In short, Cleveland’s current socioeconomic trajectory obviates the need for significant amounts of the space at the Cleveland-Hopkins International Airport Terminal.  I’ve blogged in the past on how the significantly smaller airport of Woodrum Field (ROA) in Roanoke, Virginia recognized after September 11, 2011 that demands on airport security superseded those of managing enplanements, particularly when considering the near-calamitous drop in passenger traffic after the fateful terrorist attack.  As a result, authorities at ROA eliminated one of its six gates to make room for the enhanced needs of the Transportation Security Administration.  CLE has surely long since adapted to changing counter-terrorism measures, but it does not seem to have found a use for the tens of thousands of square feet in Concourse D for which it no longer has enough air traffic or passengers.  One can only hope that the airport’s authority, as a good steward of federal tax dollars, bears this in mind when pursuing capital improvements, as well as any long-term plans that account for the maintenance and use of this underutilized space.

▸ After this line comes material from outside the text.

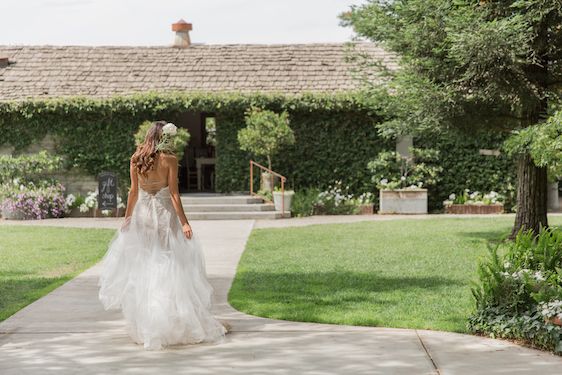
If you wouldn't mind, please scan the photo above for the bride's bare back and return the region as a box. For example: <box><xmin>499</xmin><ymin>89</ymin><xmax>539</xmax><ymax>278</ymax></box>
<box><xmin>125</xmin><ymin>153</ymin><xmax>192</xmax><ymax>238</ymax></box>
<box><xmin>137</xmin><ymin>153</ymin><xmax>171</xmax><ymax>194</ymax></box>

While it is possible that future growth in metro Cleveland will once again justify the full use of Concourse D (or other excess space elsewhere in the terminal) to accommodate passenger demand, the current condition begs for a creative overhaul, in pursuit of an adaptive re-use of what is likely highly specialized, inflexible space.  Perhaps the airport’s leadership could consolidate commercial flights in the main portion of the airport (Concourses A through C) and D could serve as a freight hub?  The challenge is formidable, but presumably it is also painful to bear the cost burden of supplying an empty airport wing with security, custodial services, functional restrooms, full IT, telecomm, and electricity.  And with such modest foot traffic in even the active portions of the concourse, it’s only a matter of time before Sbarro and Subway could bail as well, if the current conditions worsen.  It will be interesting to see if a future of persistently fewer passengers at airports requires local authorities to seek advice from other property management agencies…such as those trying to breathe life in dying malls.